Вообще, он уже привык к своему новому месту, даже начал иногда кататься и валяться в траве, которая здесь была высокая и хорошая. По сравнению с прежним местом, где присутствовала только песчаная сухая почва, здесь было намного приятнее. Он валялся на траве мордой вверх, перекатывался на бока, кусал и грыз траву. Подрастающий и полный сил волчонок в этом своём маленьком мире находил себе те движения, которые были возможны в неволе. Также он начал многократно бегать по кругу, насколько позволяла цепь, причём с максимальной скоростью, на какую способен.
После бешеного бега он вдруг резко тормозил и, развернувшись, мчался в другую сторону. Устав, он ложился на траву, как собака, раскрыв рот и высунув язык, распустив слюни и тяжело дыша. У него вдруг начала облезать шерсть. Билиг заметил, что волчонок первый раз меняет шерсть намного позже, чем взрослые волки.
Вдруг с востока донёсся звук лошадиных копыт, это прискакал Чжан Цзиюань, бросалась в глаза у него на лбу белая повязка. Все удивились и пошли его встречать. Чжан Цзиюань закричал:
— Нет! Нет! Не подходите. — Его маленькая лошадь была очень возбуждена, и близко к ней было подойти нелегко. Тут только они заметили, что он приехал на только что прирученном диком жеребёнке. Они быстро посторонились, чтобы он улучил момент и слез с лошади.

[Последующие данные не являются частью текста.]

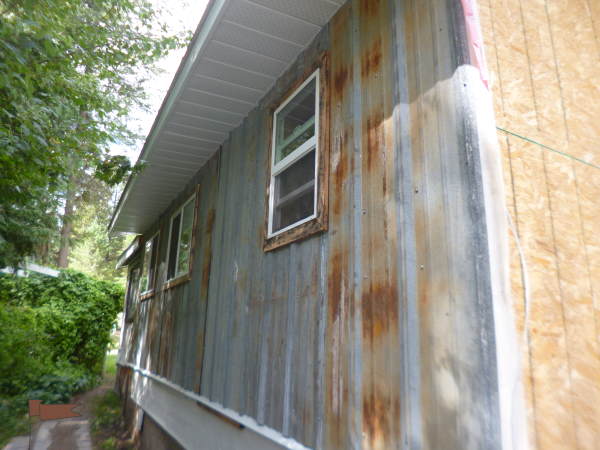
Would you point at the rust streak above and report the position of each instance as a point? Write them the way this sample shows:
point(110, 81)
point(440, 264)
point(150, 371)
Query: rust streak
point(371, 59)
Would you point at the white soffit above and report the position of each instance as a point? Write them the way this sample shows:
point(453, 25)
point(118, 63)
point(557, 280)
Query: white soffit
point(240, 49)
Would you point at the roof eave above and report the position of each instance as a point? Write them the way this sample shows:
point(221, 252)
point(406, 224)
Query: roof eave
point(211, 16)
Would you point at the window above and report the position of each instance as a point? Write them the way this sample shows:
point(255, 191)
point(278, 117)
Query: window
point(133, 283)
point(149, 267)
point(180, 240)
point(295, 159)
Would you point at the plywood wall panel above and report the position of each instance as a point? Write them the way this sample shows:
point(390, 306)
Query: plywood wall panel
point(514, 74)
point(549, 353)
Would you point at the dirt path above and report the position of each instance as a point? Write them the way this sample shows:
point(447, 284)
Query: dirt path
point(64, 434)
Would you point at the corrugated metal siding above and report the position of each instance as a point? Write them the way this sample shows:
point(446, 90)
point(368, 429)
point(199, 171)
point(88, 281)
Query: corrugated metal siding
point(374, 333)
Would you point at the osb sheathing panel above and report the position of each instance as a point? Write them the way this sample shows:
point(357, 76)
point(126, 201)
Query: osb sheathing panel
point(544, 58)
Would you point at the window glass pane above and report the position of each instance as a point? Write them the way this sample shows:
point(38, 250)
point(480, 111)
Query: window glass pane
point(146, 267)
point(183, 262)
point(174, 237)
point(295, 123)
point(153, 259)
point(294, 192)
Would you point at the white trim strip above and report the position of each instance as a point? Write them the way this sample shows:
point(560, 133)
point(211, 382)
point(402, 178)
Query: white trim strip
point(243, 420)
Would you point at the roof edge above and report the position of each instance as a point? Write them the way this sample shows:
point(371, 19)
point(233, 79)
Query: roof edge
point(213, 12)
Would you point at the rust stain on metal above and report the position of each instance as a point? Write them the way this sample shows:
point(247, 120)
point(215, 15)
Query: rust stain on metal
point(371, 60)
point(380, 315)
point(210, 221)
point(340, 172)
point(340, 79)
point(369, 8)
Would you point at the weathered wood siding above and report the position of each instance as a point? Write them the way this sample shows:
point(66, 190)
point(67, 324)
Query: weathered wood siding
point(544, 58)
point(377, 333)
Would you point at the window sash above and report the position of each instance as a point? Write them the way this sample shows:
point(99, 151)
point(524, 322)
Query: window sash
point(311, 144)
point(149, 264)
point(182, 267)
point(173, 271)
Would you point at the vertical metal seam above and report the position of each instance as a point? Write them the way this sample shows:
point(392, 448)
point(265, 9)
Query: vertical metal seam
point(357, 231)
point(291, 300)
point(410, 408)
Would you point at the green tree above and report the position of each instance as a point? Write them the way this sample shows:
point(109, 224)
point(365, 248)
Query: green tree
point(94, 252)
point(67, 81)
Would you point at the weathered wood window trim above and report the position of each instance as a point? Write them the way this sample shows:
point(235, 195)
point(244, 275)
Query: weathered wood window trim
point(178, 278)
point(318, 221)
point(149, 266)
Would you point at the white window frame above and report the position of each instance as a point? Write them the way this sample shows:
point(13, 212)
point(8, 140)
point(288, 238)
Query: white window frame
point(179, 210)
point(304, 149)
point(154, 240)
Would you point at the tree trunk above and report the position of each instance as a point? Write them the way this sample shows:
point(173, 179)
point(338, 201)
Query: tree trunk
point(66, 229)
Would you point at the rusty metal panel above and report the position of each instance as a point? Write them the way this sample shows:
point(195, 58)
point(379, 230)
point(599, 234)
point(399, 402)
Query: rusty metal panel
point(360, 337)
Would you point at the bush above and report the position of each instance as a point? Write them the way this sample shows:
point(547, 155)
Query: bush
point(72, 315)
point(53, 338)
point(53, 335)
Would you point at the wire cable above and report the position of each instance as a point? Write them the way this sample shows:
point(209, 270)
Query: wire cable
point(525, 138)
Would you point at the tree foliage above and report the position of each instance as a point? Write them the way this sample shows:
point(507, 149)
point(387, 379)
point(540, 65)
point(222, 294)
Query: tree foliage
point(51, 327)
point(94, 252)
point(67, 81)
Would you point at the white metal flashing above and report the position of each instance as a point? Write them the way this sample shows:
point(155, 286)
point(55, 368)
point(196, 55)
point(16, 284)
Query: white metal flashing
point(197, 422)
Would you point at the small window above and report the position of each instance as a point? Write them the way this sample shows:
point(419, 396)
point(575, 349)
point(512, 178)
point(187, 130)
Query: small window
point(133, 284)
point(180, 241)
point(294, 162)
point(149, 268)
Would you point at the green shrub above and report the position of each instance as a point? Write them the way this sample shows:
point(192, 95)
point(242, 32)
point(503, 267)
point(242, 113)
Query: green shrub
point(72, 315)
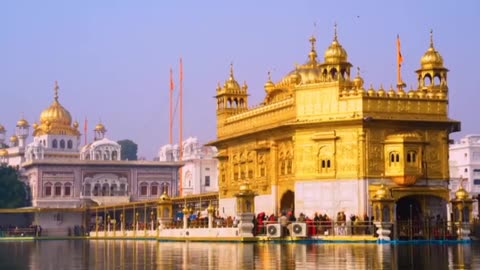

В монгольской степи характер у лошадей своенравный и дикий. Укротить дикую лошадь можно только, когда она ещё не достигла трёх лет, ранней весной. Если прозевали этот временной отрезок и лошадь достигнет четырёх лет, то на неё уже не надеть седло и узду. И если даже всё же это удастся, она всё равно не покорится человеку, и такая лошадь так и останется среди своих диких собратьев.
Каждый год весной пастухи пригоняют диких, но не с очень крутым нравом трёхлетних жеребцов и распределяют их между теми, кто пасет коров и овец, чтобы те их объезжали, кто объездит лошадь, тому её отдают в бесплатное пользование на год. Если через год человек чувствует, что эта лошадь хуже, чем его, он возвращает её в табун. Потом этой новой объезженной лошади дают имя. В степи Элунь лошадям дают имена традиционным способом: к имени объезжавшего её человека прибавляется цвет. Например: Билиг-красный, Бату-белый, Ланьмучжабу-чёрный, Шацылэн-серый, Ян Кэ-жёлтый цветок, Чень Чжэнь-синий цветок и так далее. В степи Элунь среди кличек лошадей очень мало повторяющихся. Если лошади даётся имя объездившего её человека, то это является наградой для него. Те наездники, именами кого названо большое количество объезженных лошадей, пользуются повсеместным почётом и уважением.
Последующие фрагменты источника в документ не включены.